Wall Street analyst opinions on stocks making headlines in Friday's market
Dell Inc.: R.W. Baird analyst Jayson Noland maintained a neutral rating on shares of Dell Inc. (DELL) on Feb. 19. After the close of trading Feb. 18, the world's third-largest personal-computer reported that holiday sales of low-priced PCs and higher component costs http://www.businessweek.com/news/2010-02-19/dell-declines-after-price-cuts-component-costs-crimp-earnings.html. Gross margin, the percentage of sales that remain after deducting production costs, was 17.4%, below the 18% projected on average by analysts.
Fourth-quarter net income slipped to $334 million, or 17 cents a share, from $351 million, or 18 cents, a year ago. Sales rose 16% to $14.9 billion, beating the average estimate of $13.8 billion. Profit before some costs was 28 cents a share.

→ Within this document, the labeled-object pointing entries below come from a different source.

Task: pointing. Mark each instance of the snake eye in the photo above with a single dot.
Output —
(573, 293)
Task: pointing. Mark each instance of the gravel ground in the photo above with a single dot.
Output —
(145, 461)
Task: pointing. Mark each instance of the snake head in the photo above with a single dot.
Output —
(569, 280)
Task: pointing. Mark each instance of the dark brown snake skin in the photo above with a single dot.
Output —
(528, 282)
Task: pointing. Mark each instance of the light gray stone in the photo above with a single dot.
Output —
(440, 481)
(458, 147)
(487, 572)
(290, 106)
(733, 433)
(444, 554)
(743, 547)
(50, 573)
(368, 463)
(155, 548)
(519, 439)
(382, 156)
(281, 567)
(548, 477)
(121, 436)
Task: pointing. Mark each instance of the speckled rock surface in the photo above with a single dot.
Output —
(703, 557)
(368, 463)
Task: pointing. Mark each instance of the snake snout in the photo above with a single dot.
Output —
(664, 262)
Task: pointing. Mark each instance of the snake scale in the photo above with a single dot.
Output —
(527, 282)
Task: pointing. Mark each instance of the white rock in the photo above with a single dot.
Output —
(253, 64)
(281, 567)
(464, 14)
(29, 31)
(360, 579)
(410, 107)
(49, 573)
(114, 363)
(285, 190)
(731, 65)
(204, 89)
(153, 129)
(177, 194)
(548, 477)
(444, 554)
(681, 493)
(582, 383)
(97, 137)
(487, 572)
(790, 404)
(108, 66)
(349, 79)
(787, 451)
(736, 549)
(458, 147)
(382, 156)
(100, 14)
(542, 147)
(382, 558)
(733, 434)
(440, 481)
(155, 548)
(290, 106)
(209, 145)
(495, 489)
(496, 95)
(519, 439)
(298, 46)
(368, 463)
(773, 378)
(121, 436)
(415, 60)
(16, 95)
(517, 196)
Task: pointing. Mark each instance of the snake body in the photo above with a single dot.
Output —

Noland said in a Feb. 19 note that fourth-quarter earnings per share (EPS) and revenue figures exceeded the Wall Street consensus view. He said the revenue outperformance were due to better-than-expected results from the company's hardware businesses. Noland noted that gross margins were down 90 basis points from the preceding quarter, which management attributed to increased contribution the Consumer segment and component constraints.

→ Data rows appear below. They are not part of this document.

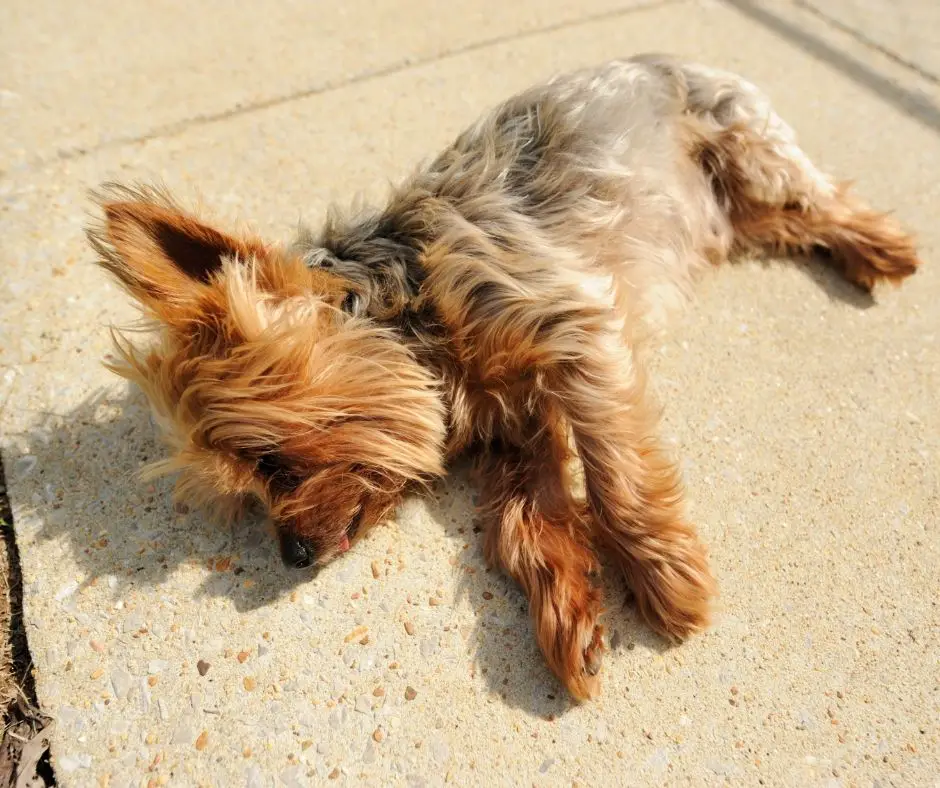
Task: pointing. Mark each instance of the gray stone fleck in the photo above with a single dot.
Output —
(184, 734)
(428, 647)
(659, 760)
(719, 767)
(25, 465)
(121, 682)
(804, 720)
(338, 716)
(133, 622)
(73, 762)
(66, 590)
(293, 777)
(253, 777)
(70, 717)
(440, 752)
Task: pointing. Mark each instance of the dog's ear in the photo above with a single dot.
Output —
(162, 255)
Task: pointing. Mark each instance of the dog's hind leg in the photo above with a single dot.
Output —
(777, 200)
(536, 533)
(633, 486)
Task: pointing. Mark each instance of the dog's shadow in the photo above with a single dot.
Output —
(86, 494)
(503, 640)
(85, 491)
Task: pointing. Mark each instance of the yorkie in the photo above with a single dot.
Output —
(497, 306)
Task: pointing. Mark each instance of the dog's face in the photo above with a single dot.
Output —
(266, 382)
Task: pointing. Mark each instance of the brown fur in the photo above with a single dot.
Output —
(498, 305)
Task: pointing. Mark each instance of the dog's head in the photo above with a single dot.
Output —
(265, 380)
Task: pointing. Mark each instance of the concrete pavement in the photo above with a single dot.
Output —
(173, 652)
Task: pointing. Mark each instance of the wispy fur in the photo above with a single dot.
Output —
(499, 304)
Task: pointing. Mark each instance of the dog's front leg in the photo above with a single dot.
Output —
(537, 534)
(633, 487)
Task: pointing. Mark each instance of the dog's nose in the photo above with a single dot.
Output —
(296, 553)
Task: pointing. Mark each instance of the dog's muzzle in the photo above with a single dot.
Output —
(297, 553)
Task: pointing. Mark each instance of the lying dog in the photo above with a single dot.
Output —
(498, 305)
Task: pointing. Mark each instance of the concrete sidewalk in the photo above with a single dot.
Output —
(171, 652)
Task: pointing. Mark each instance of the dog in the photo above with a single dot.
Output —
(498, 307)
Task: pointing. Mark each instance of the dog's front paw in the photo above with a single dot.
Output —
(575, 649)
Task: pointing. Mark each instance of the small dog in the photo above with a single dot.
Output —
(497, 306)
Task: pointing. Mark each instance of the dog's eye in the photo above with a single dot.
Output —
(351, 303)
(276, 472)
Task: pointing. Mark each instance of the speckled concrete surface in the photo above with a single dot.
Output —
(173, 652)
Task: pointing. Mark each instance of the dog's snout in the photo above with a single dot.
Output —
(296, 553)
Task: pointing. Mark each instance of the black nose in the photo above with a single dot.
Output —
(296, 553)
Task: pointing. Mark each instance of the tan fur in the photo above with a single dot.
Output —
(498, 305)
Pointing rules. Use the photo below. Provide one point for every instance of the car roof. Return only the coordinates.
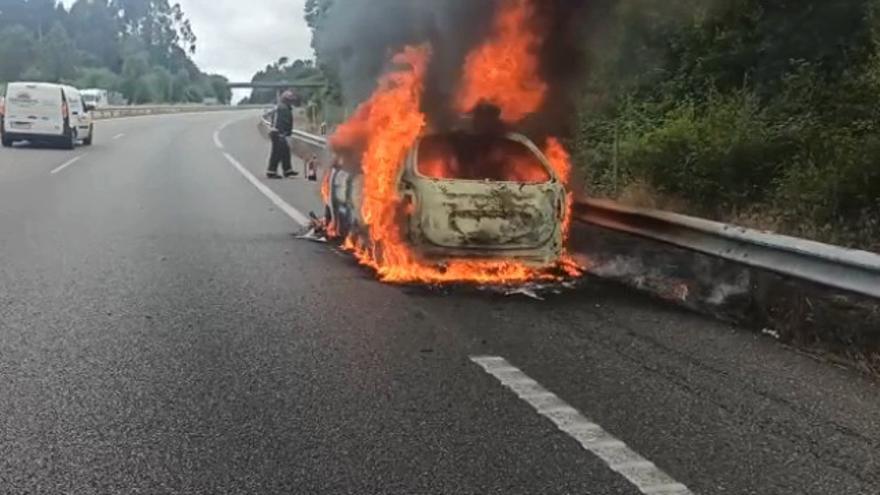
(34, 83)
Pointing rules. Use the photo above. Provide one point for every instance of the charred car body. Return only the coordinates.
(465, 195)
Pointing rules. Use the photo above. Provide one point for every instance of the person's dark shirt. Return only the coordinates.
(284, 119)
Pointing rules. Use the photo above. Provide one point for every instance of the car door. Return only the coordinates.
(34, 109)
(78, 115)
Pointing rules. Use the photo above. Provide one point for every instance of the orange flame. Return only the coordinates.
(560, 161)
(504, 71)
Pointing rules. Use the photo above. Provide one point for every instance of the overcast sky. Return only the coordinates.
(236, 38)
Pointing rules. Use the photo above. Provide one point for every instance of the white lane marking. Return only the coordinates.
(642, 473)
(67, 164)
(292, 212)
(217, 142)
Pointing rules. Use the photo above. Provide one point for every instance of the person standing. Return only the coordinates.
(282, 128)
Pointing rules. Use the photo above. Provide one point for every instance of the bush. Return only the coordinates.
(794, 146)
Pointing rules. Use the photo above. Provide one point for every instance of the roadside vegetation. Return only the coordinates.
(139, 48)
(763, 113)
(759, 112)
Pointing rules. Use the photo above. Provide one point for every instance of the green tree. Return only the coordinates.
(101, 77)
(56, 56)
(17, 49)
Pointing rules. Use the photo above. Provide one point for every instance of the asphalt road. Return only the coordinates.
(162, 331)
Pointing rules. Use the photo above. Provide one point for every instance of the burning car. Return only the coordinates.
(464, 195)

The analyst cut his $1.32 fiscal 2011 (ending January) EPS estimate to $1.26. He said he "remains on the sidelines" given concerns around the timing of a broad-based PC replacement cycle, the integration of the acquired Perot Systems unit, and further acquisitions. He has a $17 price target on the shares.
CBS Corp.: Goldman Sachs analyst Drew Borst reiterated a neutral opinion on shares of CBS Corp. (CBS) on Feb. 19.

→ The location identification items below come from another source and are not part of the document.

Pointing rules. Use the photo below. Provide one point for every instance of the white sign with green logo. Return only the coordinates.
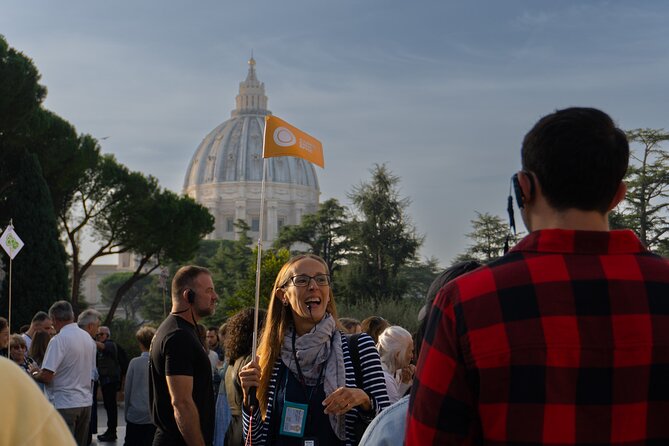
(11, 242)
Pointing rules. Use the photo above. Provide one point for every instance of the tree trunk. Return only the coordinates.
(136, 276)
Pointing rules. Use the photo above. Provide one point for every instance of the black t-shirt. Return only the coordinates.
(176, 350)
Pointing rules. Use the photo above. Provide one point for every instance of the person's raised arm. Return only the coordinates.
(185, 410)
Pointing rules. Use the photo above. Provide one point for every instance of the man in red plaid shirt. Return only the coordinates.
(564, 340)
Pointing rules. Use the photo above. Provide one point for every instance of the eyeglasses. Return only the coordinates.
(302, 280)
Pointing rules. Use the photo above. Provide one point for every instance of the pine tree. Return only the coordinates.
(39, 272)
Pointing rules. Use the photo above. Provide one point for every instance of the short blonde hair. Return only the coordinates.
(393, 342)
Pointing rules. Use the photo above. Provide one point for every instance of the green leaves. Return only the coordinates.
(646, 205)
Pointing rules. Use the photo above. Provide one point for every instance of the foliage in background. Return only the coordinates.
(39, 275)
(133, 299)
(244, 294)
(490, 235)
(383, 239)
(326, 233)
(398, 312)
(646, 206)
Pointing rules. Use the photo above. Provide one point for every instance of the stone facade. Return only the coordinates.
(226, 171)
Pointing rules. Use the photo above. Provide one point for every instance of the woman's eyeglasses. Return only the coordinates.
(302, 280)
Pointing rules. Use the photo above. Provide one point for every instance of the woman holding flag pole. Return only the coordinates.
(304, 374)
(309, 393)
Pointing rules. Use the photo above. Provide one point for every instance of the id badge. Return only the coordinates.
(293, 419)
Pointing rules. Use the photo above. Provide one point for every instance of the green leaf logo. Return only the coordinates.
(12, 243)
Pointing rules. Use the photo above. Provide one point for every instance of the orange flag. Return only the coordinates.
(282, 139)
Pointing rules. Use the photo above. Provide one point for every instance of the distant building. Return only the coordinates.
(225, 173)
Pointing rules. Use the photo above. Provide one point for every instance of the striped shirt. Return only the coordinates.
(373, 384)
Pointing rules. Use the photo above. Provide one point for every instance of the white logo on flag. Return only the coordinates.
(11, 242)
(284, 137)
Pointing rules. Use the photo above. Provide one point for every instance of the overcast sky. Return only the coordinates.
(441, 91)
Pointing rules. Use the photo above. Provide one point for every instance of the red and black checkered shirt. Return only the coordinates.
(565, 340)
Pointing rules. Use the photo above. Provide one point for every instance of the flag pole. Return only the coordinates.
(9, 318)
(252, 398)
(9, 315)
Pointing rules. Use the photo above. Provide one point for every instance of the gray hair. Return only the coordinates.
(393, 340)
(61, 311)
(89, 316)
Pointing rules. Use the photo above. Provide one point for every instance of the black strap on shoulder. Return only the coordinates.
(355, 358)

After the close of trading Feb. 18, CBS, owner of the most-watched U.S. broadcast network, said fourth-quarter profit fell 57% after advertising sales dropped at its radio stations and billboard unit. Net income declined to $58.8 million, or 9 cents a share, from $136.1 million, or 20 cents, a year earlier. Excluding a writedown to the value of radio assets and other items, profit of 25 cents met the average of analysts' estimates compiled by Bloomberg.
Borst said in a Feb. 19 note that the adjusted EPS figure of 25 cents was in line with his estimate and the consensus view of Wall Street analysts. Revenue was 2% ahead of his estimate, but EBITDA (earnings before interest, taxes, depreciation and amortization) missed his estimate by 4% due to higher than expected operating expenses at the company's entertainment division. Borst said CBS highlighted three themes for 2010, which he believes are largely factored into 2010 consensus estimates: better advertising trends, cost cutting, and rising retransmission fees from cable operators.
Borst noted that in a departure from the past, the company did not provide 2010 EBITDA guidance. He raised EPS estimates for 2010 to 93 cents from 90 cents; for 2011 to $1.13 from 98 cents; and for 2012 to $1.26 from $1.09. He also increased his 12-month price target to $14 from $13.
Schlumberger Ltd.: Standard & Poor's equity analyst Stewart Glickman maintained a hold opinion on shares of Schlumberger Ltd. (SLB) on Feb. 18.
Schlumberger, the world's largest oilfield-services provider, is in advanced talks to buy drilling-fluids provider Smith International Inc. (SII), the Wall Street Journal reported on Feb. 19, citing people familiar with the negotiations.
"Strategically, we like the reported move," wrote Glickman in a posting on the S&P MarketScope service. He noted that Schlumberger and Smith are already joint venture partners in the fluids company M-I Swaco (which accounts for about 50% of Smith's revenues, and nearly 75% of its operating income), so "integration risk appears minimal". Glickman also said that Smith has a strong market position in deepwater drilling, which he views as a strong growth catalyst for the industry in 2010 and 2011.
First Solar Inc.: Wedbush Morgan analyst Christine Hersey maintained a neutral rating on shares of First Solar Inc. (FSLR) on Feb. 19 but cut her price target after the world's largest maker of thin-film solar power modules reiterated its prior 2010 sales and profit forecasts, disappointing investors who had expected an increase.
Hersey said in a note that the company's fourth-quarter EPS of $1.65 and revenues of $641.3 million beat the Wall Street consensus estimate. She said she is cautious on First Solar as the focus now shifts to its 2010 outlook. Hersey said potential changes to the feed-in-tariff policy in Germany could impact results in 2010 and 2011, particularly if ground mounted systems are limited to so-called Brownfield sites. The analyst said project development risks could impact First Solar's ability to deploy large volumes of modules.
Hersey said she expects the company to experience margin contraction and pricing pressure. She cut her $6.28 2010 EPS estimate to $6.01 and her $6.74 2011 projection to $6.30. She also lowered her $125 price target to $110.